Voice-to-text overlay for Linux/Wayland/GNOME.
Important
Actively Evolving.
Voxize is under active development. Pin a commit if you need a stable target. See the implementation journal for progress and design decisions.
- Global hotkey opens a translucent overlay that floats above your workspace. Start speaking immediately.
- Real-time streaming transcription via the OpenAI Realtime API (
gpt-4o-transcribe). Text appears as you talk. - AI text cleanup via GPT-5.4 Mini — fixes spelling, punctuation, and filler words while preserving meaning.
- Clipboard output — cleaned text is copied automatically. Raw transcript is preserved in clipboard history as a fallback.
- Crash-safe audio — WAV streamed to disk from the first sample. Audio survives process crashes.
- Session archive with cost tracking — last 8 sessions stored under
~/.local/state/voxize/with audio, transcripts, and per-session API costs.
TBD
| Requirement | Notes |
|---|---|
| NixOS (tested on 25.11) | NixOS-first — flake.nix + shell.nix handle all system deps |
| GNOME / Wayland | Mutter compositor; D-Bus used for focused-window detection |
| Python >= 3.11 | Managed by uv |
| OpenAI API key | Stored in GNOME Keyring via secret-tool |
wl-clipboard |
wl-copy for clipboard output |
| PortAudio | Audio capture backend |
| Window Calls (optional) | GNOME Shell extension for focused-window detection. Required for WHISPER.txt prompt hints; without it, prompt detection is skipped silently |
Warning
There is no packaged install yet. The steps below are the development workflow — expect rough edges. Proper packaging will be considered once the project stabilizes.
Enter the dev shell (pulls all system dependencies):
nix developStore your OpenAI API key in the GNOME Keyring:
secret-tool store --label='OpenAI API Key' service openai key apiRun:
uv run python -m voxizeTo bind Voxize to a global hotkey (e.g., GNOME Settings > Keyboard > Custom Shortcuts), use the full command which can be invoked from any directory:
nix develop /path/to/voxize --command bash -c "cd /path/to/voxize && uv run python -m voxize"Tip
The first nix develop invocation evaluates the full shell derivation, which can take several seconds. To avoid this on every hotkey press, use nix-direnv — it caches the evaluated dev shell so subsequent entries are near-instant. If you manage your environment with Home Manager, enable it with programs.direnv.nix-direnv.enable = true.

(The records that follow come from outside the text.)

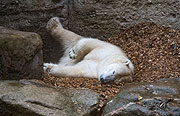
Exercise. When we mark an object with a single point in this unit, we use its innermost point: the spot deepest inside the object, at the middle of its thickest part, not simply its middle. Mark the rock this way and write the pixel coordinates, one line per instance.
(20, 55)
(29, 98)
(161, 98)
(95, 18)
(104, 18)
(32, 16)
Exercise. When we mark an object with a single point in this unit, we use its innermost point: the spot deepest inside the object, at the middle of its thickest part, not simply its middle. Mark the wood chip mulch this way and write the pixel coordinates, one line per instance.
(153, 49)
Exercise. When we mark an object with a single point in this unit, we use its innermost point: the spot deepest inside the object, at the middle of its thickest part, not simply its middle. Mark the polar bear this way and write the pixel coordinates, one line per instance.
(88, 57)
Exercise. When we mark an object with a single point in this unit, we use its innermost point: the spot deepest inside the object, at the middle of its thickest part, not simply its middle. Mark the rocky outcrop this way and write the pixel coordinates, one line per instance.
(32, 16)
(104, 18)
(95, 18)
(20, 55)
(29, 98)
(161, 98)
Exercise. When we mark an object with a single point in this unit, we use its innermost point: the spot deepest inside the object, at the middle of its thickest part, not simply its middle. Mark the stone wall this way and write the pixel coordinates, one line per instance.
(32, 15)
(105, 18)
(95, 18)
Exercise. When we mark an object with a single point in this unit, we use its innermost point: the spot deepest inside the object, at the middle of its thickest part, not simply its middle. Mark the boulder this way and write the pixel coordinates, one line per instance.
(31, 98)
(93, 18)
(32, 16)
(161, 98)
(20, 55)
(104, 18)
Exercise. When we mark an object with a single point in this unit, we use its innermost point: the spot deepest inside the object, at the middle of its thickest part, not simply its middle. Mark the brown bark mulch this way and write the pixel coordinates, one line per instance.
(153, 49)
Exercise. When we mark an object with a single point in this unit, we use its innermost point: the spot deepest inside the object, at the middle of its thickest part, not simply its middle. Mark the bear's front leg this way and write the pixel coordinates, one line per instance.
(80, 49)
(48, 66)
(72, 54)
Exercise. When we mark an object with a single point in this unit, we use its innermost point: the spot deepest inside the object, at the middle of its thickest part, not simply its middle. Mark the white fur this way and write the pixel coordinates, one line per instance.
(88, 57)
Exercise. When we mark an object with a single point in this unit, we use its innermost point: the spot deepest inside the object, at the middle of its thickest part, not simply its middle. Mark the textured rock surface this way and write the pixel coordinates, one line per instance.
(20, 55)
(159, 98)
(95, 18)
(104, 18)
(28, 98)
(32, 15)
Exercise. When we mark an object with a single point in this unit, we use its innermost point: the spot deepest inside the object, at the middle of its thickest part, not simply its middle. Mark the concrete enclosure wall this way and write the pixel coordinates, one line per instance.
(96, 18)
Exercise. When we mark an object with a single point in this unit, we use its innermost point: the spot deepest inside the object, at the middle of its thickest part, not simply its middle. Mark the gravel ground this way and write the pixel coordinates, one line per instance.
(153, 49)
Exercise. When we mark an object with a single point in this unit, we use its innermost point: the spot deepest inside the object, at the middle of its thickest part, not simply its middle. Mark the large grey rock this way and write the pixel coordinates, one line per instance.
(20, 55)
(32, 16)
(105, 18)
(161, 98)
(28, 98)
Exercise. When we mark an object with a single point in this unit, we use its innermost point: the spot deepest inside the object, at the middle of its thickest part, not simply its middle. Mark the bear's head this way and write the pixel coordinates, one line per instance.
(115, 70)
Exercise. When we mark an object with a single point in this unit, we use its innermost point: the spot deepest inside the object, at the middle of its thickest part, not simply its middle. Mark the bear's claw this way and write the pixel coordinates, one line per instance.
(47, 67)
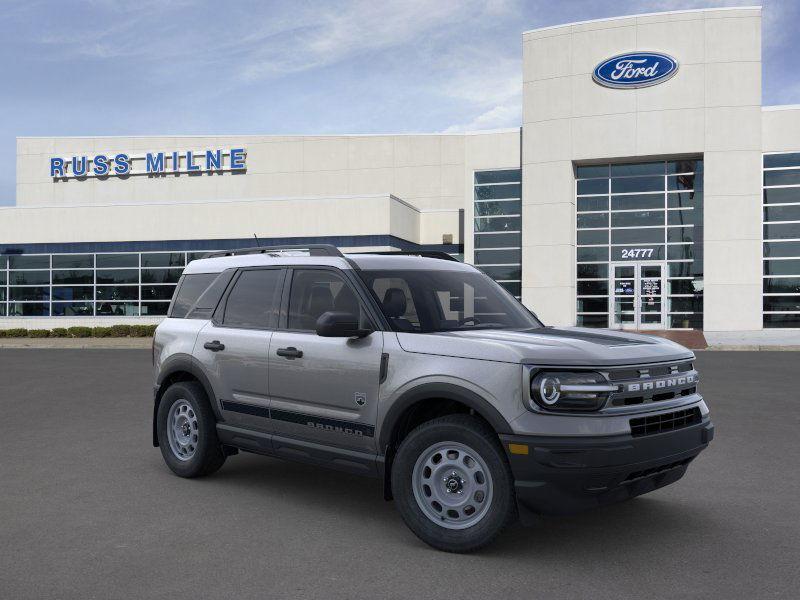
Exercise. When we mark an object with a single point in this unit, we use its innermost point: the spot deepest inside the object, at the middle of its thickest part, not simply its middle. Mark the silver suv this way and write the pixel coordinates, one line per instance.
(424, 373)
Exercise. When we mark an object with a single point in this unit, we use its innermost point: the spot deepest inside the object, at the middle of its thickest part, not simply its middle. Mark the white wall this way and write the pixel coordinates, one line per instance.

A proper packaging strategy (e.g., a writeShellScript wrapper with pinned dependencies) would eliminate the cold-start cost entirely and is left as an exercise for the reader.
Voxize runs as a single Python process per invocation. A state machine drives the session through INITIALIZING, RECORDING, CLEANING, and READY. During recording, microphone audio streams over a WebSocket to the OpenAI Realtime API with semantic VAD (low eagerness, tuned for dictation). Transcription deltas appear live in the overlay. On stop, the accumulated transcript is sent to GPT-5.4 Mini for cleanup, which streams corrected text back into the same overlay. The final text is copied to the clipboard. See docs/design.md for the original specification and docs/journal.md for implementation deviations and decisions made during development.
Backend modules (state.py, audio.py, transcribe.py, cleanup.py, storage.py, lock.py, clipboard.py, prompt.py) do not import GTK. They use GLib/Gio for thread-safe callbacks and I/O, but no widget code. Only app.py and ui.py touch GTK4. This separation exists as a seam for a future GNOME Shell extension frontend that would spawn the backend as a subprocess and communicate via stdin/stdout JSON Lines. See the architecture decision record for context.
WHISPER.txt — Place a WHISPER.txt file in your working directory. On launch, Voxize resolves the focused window's CWD (via the Window Calls extension and /proc) and loads the file as transcription context, improving accuracy for domain-specific vocabulary. There is no upward search — the file must be in the exact directory the focused process is running from.
VOXIZE_AUTOCLOSE — Seconds before the overlay auto-closes in READY state. Default 30. Set to 0 to disable.
Session data — ~/.local/state/voxize/. Each session directory contains audio.wav, transcription.txt, cleaned.txt, ws_events.jsonl, and debug.log.